Of course, usually my answer is another question, so that’s sometimes problematic.
October 18th, 2007
Just in time for our discussions on theory comes this little blurb from Stephen.
Truth in Advertising
an argument of the form “the theory that X may be wrong but it’s still useful.” That’s like saying “this map may have the roads all wrong but we can still follow it” or “this restaurant is dangerously unsanitary but we can still eat at it.” People should stop arguing like this.
The problem isn’t just in your classrooms. It’s everywhere. As we struggle to make meaning about what goes on around us, we get bound up in a really old philosophical issue. How do we know what we know?
One way is to gather evidence about a particular phenomenon, create an explanation for it, and then test the explanation. That’s called the scientific method.

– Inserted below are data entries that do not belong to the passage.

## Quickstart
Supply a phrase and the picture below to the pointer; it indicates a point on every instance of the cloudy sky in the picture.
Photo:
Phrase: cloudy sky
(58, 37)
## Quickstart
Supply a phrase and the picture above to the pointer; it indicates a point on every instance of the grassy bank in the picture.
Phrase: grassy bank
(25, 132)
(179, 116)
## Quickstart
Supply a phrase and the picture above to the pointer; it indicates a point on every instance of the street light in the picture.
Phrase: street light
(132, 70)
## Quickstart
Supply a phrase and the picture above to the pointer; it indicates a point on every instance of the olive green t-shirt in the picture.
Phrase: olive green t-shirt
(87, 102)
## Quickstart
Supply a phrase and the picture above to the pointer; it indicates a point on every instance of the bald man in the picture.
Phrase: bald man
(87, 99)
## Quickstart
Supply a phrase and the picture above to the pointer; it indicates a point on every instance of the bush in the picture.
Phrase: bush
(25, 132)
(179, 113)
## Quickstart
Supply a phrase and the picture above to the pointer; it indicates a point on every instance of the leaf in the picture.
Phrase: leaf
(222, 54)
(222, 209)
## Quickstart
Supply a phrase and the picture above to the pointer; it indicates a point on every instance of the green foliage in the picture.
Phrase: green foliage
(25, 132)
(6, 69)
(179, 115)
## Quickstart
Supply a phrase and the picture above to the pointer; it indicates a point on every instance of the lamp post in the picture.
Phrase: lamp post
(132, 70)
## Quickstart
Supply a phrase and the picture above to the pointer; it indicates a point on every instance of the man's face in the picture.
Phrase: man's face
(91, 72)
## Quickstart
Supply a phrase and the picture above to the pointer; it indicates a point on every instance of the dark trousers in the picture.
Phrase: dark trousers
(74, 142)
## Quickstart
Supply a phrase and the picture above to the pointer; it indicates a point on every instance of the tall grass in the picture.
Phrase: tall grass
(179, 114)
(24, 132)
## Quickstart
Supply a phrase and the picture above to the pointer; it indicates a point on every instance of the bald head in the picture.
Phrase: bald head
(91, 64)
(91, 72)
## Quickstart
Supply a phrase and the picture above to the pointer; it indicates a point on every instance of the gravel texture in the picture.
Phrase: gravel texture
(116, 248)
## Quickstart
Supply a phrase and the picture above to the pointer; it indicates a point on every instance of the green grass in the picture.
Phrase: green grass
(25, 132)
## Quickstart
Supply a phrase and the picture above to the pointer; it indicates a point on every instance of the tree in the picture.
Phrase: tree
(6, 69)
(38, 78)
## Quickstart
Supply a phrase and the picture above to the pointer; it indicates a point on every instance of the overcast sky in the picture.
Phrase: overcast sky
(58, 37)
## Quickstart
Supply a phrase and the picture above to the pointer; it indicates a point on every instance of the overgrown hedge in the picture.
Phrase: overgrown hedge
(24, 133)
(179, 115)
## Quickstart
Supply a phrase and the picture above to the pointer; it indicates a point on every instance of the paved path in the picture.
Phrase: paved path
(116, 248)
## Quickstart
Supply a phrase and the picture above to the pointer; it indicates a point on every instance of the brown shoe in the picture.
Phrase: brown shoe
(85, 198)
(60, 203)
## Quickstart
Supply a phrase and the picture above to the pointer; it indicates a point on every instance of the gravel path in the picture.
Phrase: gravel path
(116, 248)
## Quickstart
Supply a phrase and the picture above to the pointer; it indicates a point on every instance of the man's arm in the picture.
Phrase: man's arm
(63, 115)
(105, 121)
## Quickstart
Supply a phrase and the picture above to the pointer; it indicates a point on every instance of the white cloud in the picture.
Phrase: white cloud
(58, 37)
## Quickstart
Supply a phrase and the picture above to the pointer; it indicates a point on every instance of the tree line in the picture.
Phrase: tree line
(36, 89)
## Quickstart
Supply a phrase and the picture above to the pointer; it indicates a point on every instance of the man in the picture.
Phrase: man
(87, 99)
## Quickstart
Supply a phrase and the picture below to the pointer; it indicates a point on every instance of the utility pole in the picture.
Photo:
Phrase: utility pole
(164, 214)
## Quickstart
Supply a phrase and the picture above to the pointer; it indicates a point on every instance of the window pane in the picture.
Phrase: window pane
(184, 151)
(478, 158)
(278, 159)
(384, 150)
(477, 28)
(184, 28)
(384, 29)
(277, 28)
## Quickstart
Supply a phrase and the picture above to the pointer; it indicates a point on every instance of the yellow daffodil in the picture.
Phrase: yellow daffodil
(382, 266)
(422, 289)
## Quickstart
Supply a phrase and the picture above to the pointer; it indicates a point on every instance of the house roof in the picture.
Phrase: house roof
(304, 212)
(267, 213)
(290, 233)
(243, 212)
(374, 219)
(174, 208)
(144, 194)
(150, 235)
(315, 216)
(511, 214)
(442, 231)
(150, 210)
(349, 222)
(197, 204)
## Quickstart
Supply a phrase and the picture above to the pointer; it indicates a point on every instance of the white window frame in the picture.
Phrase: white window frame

Another way is ask somebody and believe what they say out of hand. That’s education.
The core problem is that what is supposed to happen in Education is that the people doing the teaching are supposed to be organizing the theories and evidence, sorting and winnowing the content, and arranging what’s left so that the student can see the evidence and can learn from the method.
How often does it work like that?
October 17th, 2007
Some interesting ideas here that echo some of what we’ve been talking about:
Innovate: Backwards into the Future: Seven Principles for Educating the Ne(x)t Generation
Using examples drawn from an upper-level English course at the University of Auckland, Helen Sword and Michele Leggott outline seven key strategies for developing in today’s students the skills, aptitudes, and abilities needed to meet the challenges of the future without losing sight of the past. By relinquishing intellectual authority, recasting students as active producers of knowledge, promoting collaborative relationships, cultivating multiple intelligences, fostering critical creativity, encouraging resilience, and constructing assignments that look both forward to the future and back to the past, teachers in higher education can help their students equip themselves to carry the past with them into a complex, constantly evolving future.
October 16th, 2007
As we grind into “Theory Week” it’s important to understand what a theory is:
phaedrus » Blog Archive » What’s a Theory?
we can establish a baseline for differentiating predictive, explanatory theory — ’scientific theory’ — from common usage of the term as speculative conjecture. This is important because Education theories are expected to fall in the former (scientific) category and not in the latter (conjecture) category. The way a theory works is that somebody gets an idea — the hypothesis — and proceeds to test it using various tools and techniques.
We need to keep this in mind as we’re talking about the difference between myth and theory.
October 11th, 2007
Last week we talked about the role of teacher. This week we need to talk about the role of learner. A year ago today, I wrote:
[A]ny discussion of environment, time management, or communications technology goes into the Learner-Skill pile, but what does that leave us?
The idea here is that we need to tease apart the strands of learner-as-skill and learner-as-role. As we transition from delivery mode to delivery mode — classroom to broadcast to online to compressed video to computer based instruction — the skills needed change. The roles do not. Earlier we talked a bit about equivalency theory from the perspective of operationalizing a different format, but we also need to look at it from the perspective of the roles of the learner.
Rephrased: Learner-role is “What does a learner do?” Learner-skill is “How does a learner do it?” The skills may change out as the underlying platform varies, but the role should be relatively constant.